Der theatralische Auftritt des Goalies

Im Spiel gegen Portugal läuft die 58. Minute. Es steht 2:1 für den amtierenden Europameister. Da lässt sich der tunesische Torhüter Mouez Hassen auf dem Platz behandeln. Eine Verletzung kurz vor der WM? Mitnichten! Während der Goalie von der tunesischen Medizinabteilung gepflegt wird, begeben sich die Spieler zur Trainerbank - und essen Datteln und trinken Wasser. Denn genau in jener 58. Spielminute geht die Sonne an diesem Tag unter. Somit dürfen die muslimischen Spieler wieder Nahrung zu sich nehmen. Die gestärkten Tunesier erzielen in der Folge noch den Ausgleich. Es war also eine Verletzung zum richtigen Zeitpunkt. Zufall?

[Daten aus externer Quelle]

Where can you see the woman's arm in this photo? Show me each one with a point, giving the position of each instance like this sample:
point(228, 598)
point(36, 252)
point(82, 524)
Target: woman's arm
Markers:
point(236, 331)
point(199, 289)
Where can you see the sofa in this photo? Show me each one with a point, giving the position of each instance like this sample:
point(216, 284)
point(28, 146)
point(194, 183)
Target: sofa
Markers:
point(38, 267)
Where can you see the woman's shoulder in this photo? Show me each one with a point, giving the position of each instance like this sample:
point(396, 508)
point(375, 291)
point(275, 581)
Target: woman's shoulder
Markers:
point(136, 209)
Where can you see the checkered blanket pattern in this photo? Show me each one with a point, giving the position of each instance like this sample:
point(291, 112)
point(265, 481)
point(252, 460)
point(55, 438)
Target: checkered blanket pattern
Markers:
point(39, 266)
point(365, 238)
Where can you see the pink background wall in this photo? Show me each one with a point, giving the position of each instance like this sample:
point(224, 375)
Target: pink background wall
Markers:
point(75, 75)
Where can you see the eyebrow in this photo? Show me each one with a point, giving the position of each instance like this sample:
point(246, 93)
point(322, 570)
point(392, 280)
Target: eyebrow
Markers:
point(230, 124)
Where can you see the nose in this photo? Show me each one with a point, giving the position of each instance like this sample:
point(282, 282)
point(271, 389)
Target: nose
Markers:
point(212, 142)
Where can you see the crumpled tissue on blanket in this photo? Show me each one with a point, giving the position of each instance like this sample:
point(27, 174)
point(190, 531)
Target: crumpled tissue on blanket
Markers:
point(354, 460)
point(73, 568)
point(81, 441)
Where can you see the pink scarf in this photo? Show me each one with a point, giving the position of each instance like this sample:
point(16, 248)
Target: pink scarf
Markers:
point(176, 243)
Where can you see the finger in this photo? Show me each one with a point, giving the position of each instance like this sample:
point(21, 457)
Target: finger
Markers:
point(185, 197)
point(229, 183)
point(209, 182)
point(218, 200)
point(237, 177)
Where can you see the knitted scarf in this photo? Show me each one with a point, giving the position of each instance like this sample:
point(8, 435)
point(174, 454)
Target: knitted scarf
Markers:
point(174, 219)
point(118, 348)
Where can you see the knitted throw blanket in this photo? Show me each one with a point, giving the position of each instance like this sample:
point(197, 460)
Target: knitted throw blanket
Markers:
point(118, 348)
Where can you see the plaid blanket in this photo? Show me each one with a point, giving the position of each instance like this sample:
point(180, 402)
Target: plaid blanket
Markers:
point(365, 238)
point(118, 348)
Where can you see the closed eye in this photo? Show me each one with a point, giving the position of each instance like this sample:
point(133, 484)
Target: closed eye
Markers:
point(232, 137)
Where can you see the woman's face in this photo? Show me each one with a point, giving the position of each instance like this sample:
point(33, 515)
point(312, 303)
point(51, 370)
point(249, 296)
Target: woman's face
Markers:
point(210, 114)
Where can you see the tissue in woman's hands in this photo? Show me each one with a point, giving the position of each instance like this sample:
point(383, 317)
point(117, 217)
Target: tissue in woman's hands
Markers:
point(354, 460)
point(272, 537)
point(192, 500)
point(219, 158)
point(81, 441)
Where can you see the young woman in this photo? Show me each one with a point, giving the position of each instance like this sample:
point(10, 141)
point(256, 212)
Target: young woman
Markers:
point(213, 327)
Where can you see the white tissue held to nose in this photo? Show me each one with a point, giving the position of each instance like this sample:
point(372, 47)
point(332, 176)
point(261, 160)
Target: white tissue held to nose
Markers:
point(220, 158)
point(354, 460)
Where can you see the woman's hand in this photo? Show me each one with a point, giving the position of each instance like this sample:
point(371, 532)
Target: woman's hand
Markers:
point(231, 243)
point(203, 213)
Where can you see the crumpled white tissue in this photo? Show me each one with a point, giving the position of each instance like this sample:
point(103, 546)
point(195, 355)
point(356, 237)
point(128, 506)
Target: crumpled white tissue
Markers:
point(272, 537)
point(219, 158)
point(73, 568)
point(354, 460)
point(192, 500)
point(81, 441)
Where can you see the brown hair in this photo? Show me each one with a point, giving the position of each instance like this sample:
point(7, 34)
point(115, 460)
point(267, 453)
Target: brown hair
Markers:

Ein bewährtes Mittel funktioniert immer

Dass es sich bei der vorgetäuschten Verletzung um keinen Zufall gehandelt hat, zeigt sich wenige Tage später beim nächsten WM-Test der Tunesier gegen die Türkei. Dieses Mal läuft die 49. Minute, als sich Goalie Hassen nach einem harmlosen hohen Ball auf den Rasen legt. Welch ein Glück, dass kurz zuvor die Sonne untergegangen ist. Somit können sich die Spieler erneut mit Datteln und Wasser stärken, um wieder zu Kräften zu kommen.

Steht es vor der «Verletzung» Hassens noch 1:0 für die Türken, geht Tunesien bis zur 79. Minute in Führung. Erst ein Tor in der 90. Minute zum 2:2 rettet die Türkei vor einer Niederlage gegen die gewieften Tunesier. Trotzdem: Wie schon in der Partie gegen Portugal erstarken die Nordafrikaner nach der zusätzlichen Pause. In einem Tweet lässt Goalie Hassen zudem durchblicken, dass er die Verletzungen nur vorgetäuscht hat. Übersetzt schrieb er: «Ich hatte schlimme Schmerzen», gefolgt von lachenden Emojis.

Später Anpfiff gegen Spanien

Das nächste Spiel bestreitet Tunesien am Samstag, 9. Juni, gegen Spanien im russischen Krasnodar. Glück für die Tunesier: Anpfiff der Partie ist um 21:45 Uhr Ortszeit - bis dahin ist die Sonne bereits seit knapp zwei Stunden untergegangen. Der Ramadan dauert übrigens bis zum 16. Juni. Zwei Tage später bestreitet Tunesien sein erstes WM-Spiel gegen England.